Below are listed some of the more common types of credit agreement:

Bank overdraft - this is a type of revolving credit which allows a customer to overdraw on their current account, normally up to an agreed limit. Penalties for unauthorised overdrafts can be severe.

Hire purchase/Conditional sale agreement - very similar in composition, the main difference between the two is that in a conditional sale agreement the customer is committed to purchasing the goods whereas in a hire purchase agreement the customer is hiring the goods until the last payment is made which contains a nominal option to buy payment. Main similarity is that in both types of agreement the goods do not become the property of the customer until the final payment is made so the goods remain the property of the creditor till then.

There are special conditions governing protection and termination of these two types of agreement. If a customer has paid one third or more of the total price of the goods they become protected and the creditor would need a court order to repossess them. (Note-in Scotland it can be argued that a creditor would need a court order at any time to repossess) There are also rights governing voluntary termination by a customer. If a customer has paid more a half or more of the total price payable they can terminate the agreement and hand back the goods. If they have paid less than half the total price they can still terminate but would have to make up the difference. The customer must give written notice to the creditor that they wish to terminate the agreement and must do it before the creditor terminates otherwise the opportunity will, be lost. Termination is different from voluntarily handing back the goods where the customer may find themselves with no goods and having to pay any shortfall. 

Credit card - this is again a type of revolving credit where the customer can use the card to purchase goods or services or even draw cash advances. The card normally has a borrowing or spending limit which the customer should not exceed or there may be penalties. Customer can make a minimum monthly or whatever they can afford. Interest at a varying rate is added to the balance.
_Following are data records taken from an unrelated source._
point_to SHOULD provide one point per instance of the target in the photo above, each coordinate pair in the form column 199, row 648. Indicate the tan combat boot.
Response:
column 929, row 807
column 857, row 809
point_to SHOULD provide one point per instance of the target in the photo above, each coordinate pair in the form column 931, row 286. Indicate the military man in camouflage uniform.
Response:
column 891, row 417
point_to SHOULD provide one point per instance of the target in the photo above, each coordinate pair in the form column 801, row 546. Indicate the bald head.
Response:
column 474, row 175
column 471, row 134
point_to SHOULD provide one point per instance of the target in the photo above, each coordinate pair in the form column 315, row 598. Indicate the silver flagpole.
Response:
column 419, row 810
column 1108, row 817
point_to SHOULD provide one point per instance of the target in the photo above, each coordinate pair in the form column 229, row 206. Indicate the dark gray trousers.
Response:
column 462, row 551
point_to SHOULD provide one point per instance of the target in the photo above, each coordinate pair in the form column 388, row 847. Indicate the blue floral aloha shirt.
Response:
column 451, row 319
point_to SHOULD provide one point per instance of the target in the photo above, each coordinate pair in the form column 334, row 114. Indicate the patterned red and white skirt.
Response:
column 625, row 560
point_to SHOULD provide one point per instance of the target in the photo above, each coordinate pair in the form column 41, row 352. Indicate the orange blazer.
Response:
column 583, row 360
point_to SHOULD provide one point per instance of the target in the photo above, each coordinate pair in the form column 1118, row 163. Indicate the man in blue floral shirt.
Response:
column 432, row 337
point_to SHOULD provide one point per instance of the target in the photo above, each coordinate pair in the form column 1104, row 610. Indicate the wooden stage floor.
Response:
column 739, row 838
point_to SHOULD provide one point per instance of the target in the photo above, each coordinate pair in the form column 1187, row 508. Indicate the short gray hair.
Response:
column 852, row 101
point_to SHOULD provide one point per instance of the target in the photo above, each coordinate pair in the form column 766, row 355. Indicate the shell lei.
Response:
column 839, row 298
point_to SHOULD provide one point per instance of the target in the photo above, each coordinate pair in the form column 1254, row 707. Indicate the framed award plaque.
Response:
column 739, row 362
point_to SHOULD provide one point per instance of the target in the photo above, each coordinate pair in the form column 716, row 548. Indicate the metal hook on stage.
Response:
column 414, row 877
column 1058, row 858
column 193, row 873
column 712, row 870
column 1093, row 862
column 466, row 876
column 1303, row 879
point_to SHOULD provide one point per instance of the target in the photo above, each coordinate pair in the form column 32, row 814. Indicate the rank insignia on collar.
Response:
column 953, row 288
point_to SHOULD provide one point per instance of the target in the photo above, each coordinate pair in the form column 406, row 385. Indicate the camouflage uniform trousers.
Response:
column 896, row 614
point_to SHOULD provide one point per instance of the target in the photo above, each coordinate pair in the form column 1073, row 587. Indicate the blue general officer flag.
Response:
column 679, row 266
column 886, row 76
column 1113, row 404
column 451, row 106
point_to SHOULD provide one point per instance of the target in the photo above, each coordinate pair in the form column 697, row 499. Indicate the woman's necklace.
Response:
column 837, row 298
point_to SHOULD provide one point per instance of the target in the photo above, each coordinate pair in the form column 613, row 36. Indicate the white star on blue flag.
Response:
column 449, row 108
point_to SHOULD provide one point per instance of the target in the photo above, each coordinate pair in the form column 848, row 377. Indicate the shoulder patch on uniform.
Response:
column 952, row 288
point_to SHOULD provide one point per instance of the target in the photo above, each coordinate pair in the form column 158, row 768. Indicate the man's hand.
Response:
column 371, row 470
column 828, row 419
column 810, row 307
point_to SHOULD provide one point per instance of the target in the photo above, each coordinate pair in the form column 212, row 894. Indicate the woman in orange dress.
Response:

Credit sale agreement - this is a straight forward agreement where the customer purchases goods and agrees to make regular payments over a set period of time. The customer immediately becomes the owner of the goods and the interest rate may vary.

Secured loan (Second mortgage) - in this type of loan the customer puts up some form of security, normally the home. This loan may or may not be regulated by the consumer credit act depending on its purpose and when it was taken out. Prior to April 2008 the consumer credit act only applied to agreements worth £25,000 or less. Also not covered by the consumer credit act were secured loans that had been taken out with the first mortgage lender for home improvements. When the financial limits were removed from the Act all secured lending come under its jurisdiction.

The first-charge mortgage sector (your traditional home-purchase mortgage) is regulated by the Financial Conduct Authority (FCA).

Credit agreements (withdrawal)

The client has the right to withdraw from a prospective credit agreement at any time before it has been executed (e.g. signed by both parties).

Credit agreements (cancellation)

From the 1 February 2011 a customer has the right to withdraw from a credit agreement within 14 days without giving any reason under the consumer credit directive. It applies to all regulated agreements except:

agreements for credit exceeding £60,260 
agreements secured on land 
restricted-use credit agreements to finance the purchase of land 
agreements for bridging loans in connection with the purchase of land

If the agreement was made before 1 February 2011, cancellation rights apply only where the credit agreement was:

signed away from the trade premises; and 
following face to face negotiation with the creditor or supplier. Telephone calls do not count as face to face

In this case the client has a five day cooling off period from receipt of the creditor's signed copy of the agreement and a notice of cancellation rights.